Sport Ireland issue statement following the death of Joao Carvalho


Sport Ireland have released a statement following the tragic death of Portuguese MMA fighter Joao Carvalho in Dublin.

Carvalho was hospitalised shortly after losing via third round TKO to Charlie Ward at the inaugural Total Extreme Fighting event in the National Stadium last Saturday.

The Team Nobrega fighter was rushed to Beaumont hospital after he began vomiting, suffered headaches and felt nausea backstage, 10 minutes after being cleared by the medics, according to the owner of Eventmed. He underwent brain surgery in hospital, but was pronounced dead on Monday night.

The Gardaí, as well as the international governing body for MMA have launched investigations into the death of Carvalho.

Sport Ireland have released a statement regarding Carvalho’s death confirming that they do not recognise MMA as a sport. However, they will work with the Department of Sport to see what regulatory framework it may operate under in the future.

The statement from can be read in full here:

Regardless of the relationship with Sport Ireland or any statutory authority, the primary responsibility for Health & Safety for an event rests with the organiser and the relevant governing body.

Any review of the tragic events of last Saturday should be carried out by relevant authorities. That does not include Sport Ireland as it does not recognise MMA in any form.

Sport Ireland will work with the Department of Sport to establish how MMA operates in Ireland and under what regulatory framework it may operate in the future.

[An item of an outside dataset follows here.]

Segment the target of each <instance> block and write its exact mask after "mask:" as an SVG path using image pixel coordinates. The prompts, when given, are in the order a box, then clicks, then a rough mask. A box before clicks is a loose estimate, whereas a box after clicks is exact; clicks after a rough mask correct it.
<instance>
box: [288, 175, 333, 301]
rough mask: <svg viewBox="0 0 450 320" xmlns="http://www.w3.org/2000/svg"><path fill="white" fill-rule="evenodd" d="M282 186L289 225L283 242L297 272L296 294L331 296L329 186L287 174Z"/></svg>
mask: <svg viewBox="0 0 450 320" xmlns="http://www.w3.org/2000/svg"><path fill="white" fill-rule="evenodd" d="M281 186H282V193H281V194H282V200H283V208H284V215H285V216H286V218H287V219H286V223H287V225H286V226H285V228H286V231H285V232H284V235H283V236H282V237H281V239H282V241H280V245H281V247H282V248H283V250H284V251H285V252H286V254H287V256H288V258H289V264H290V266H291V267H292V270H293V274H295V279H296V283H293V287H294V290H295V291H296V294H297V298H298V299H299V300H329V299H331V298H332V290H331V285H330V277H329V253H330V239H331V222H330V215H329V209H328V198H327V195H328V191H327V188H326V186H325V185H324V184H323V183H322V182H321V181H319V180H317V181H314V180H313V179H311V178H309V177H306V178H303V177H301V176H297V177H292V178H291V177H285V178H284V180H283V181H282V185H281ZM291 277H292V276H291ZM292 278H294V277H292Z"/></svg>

Sport Ireland has had no formal engagement with any organisation representing MMA on recognition to date.

Sport Ireland recognises National Governing Bodies of sport and operates a recognition programme for sports/disciplines that do not have that status. Sports seek recognition as it provides access to funding and other supports & services from Sport Ireland. For many organisations it is valuable as an endorsement of that body which may be important for governance and commercial reasons.

There is a process for recognition and criteria must be met. Without going into huge detail the applicant should be able to demonstrate that it is a functioning corporate body (M & As, audited accounts, functioning board etc), is affiliated with a relevant international organisation, is operating as the governing authority with rules etc and has clubs and memberships around the country.